7. Use resize2fs to increase the filesystem to fill the space, run fsck -f to verify.
8. Unmount with: xm block-detach 0 /dev/xvda
9: Restart the guest.

2012-01-19

Recovering a Linux SW RAID1 volume

I had one disk of a RAID1 set, and wanted to recover the data from some LVMs on it.

Turned out to be quite straightforward:

1. Plugged the drive into another openSUSE 12.1 box with a USB-HDD adapter.

2. As root, did mdadm --assemble --scan

3. 'cat /proc/mdstat' showed me the md devices that were found:Personalities : [linear] [raid1]
md124 : active raid1 sdg1[0]
      506032 blocks super 1.0 [2/1] [U_]
      bitmap: 0/8 pages [0KB], 32KB chunk

md125 : active raid1 sdg2[0]
      155726004 blocks super 1.0 [2/1] [U_]
      bitmap: 19/149 pages [76KB], 512KB chunk

md126 : inactive sdf1[0](S)
      506032 blocks super 1.0
     
md127 : inactive sdf2[0](S)
      155734036 blocks super 1.0
     
unused devices: <none>

4. lvscan showed me the LVs on the volume.
  inactive          '/dev/system1/home' [70.00 GiB] inherit
  inactive          '/dev/system1/lclhome' [30.00 GiB] inherit
  inactive          '/dev/system1/root' [20.00 GiB] inherit
  inactive          '/dev/system1/swap' [4.00 GiB] inherit
  inactive          '/dev/system1/usr' [6.00 GiB] inherit
  ACTIVE            '/dev/system/home' [25.00 GiB] inherit
  ACTIVE            '/dev/system/root' [20.00 GiB] inherit
  ACTIVE            '/dev/system/swap' [2.00 GiB] inherit

5. Activated the LVs using 'vgchange -a y'

6. Ready to mount!

2012-01-13

KDE4 and ssh-agent

Using KDE Wallet to store your SSH passphrase is now quite easy.

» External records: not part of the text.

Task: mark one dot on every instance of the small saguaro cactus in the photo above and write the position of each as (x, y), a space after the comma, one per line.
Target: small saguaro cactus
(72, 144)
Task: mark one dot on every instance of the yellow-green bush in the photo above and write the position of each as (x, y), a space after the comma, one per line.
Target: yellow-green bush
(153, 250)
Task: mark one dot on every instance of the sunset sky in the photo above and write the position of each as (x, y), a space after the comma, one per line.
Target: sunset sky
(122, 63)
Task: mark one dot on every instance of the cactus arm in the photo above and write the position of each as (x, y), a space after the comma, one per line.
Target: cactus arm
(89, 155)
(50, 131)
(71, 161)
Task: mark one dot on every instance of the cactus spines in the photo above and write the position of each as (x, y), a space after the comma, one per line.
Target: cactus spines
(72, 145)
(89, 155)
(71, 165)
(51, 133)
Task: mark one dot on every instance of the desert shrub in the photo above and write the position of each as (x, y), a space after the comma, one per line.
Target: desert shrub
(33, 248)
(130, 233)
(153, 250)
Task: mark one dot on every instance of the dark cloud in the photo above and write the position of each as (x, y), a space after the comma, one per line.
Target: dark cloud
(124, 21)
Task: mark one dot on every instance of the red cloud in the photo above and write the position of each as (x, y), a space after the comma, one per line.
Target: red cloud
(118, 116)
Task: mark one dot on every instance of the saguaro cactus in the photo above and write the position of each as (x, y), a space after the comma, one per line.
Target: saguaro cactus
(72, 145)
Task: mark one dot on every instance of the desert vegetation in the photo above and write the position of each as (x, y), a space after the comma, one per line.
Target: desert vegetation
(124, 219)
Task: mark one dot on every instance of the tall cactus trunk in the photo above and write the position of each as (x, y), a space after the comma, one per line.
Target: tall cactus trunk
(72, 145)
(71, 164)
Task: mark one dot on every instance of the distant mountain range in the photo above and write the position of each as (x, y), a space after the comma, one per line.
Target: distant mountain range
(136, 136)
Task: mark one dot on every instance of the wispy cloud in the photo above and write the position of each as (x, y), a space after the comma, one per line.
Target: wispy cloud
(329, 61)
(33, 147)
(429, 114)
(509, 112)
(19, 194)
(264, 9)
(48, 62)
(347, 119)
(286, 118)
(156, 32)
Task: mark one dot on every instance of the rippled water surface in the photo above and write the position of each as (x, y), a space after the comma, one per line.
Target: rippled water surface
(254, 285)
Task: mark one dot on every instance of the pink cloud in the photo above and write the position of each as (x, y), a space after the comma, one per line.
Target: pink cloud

You need ksshaskpass installed.


Add a script to ~/.kde4/Autostart/ called (e.g.) ssh-add.sh, with execute permission, containing:

#!/bin/sh
export SSH_ASKPASS=/usr/lib64/ssh/ksshaskpass
/usr/bin/ssh-add

Next time you login, you'll be prompted for your KDE Wallet password, then your password.

Works well. Thanks to this helpful post for getting me started.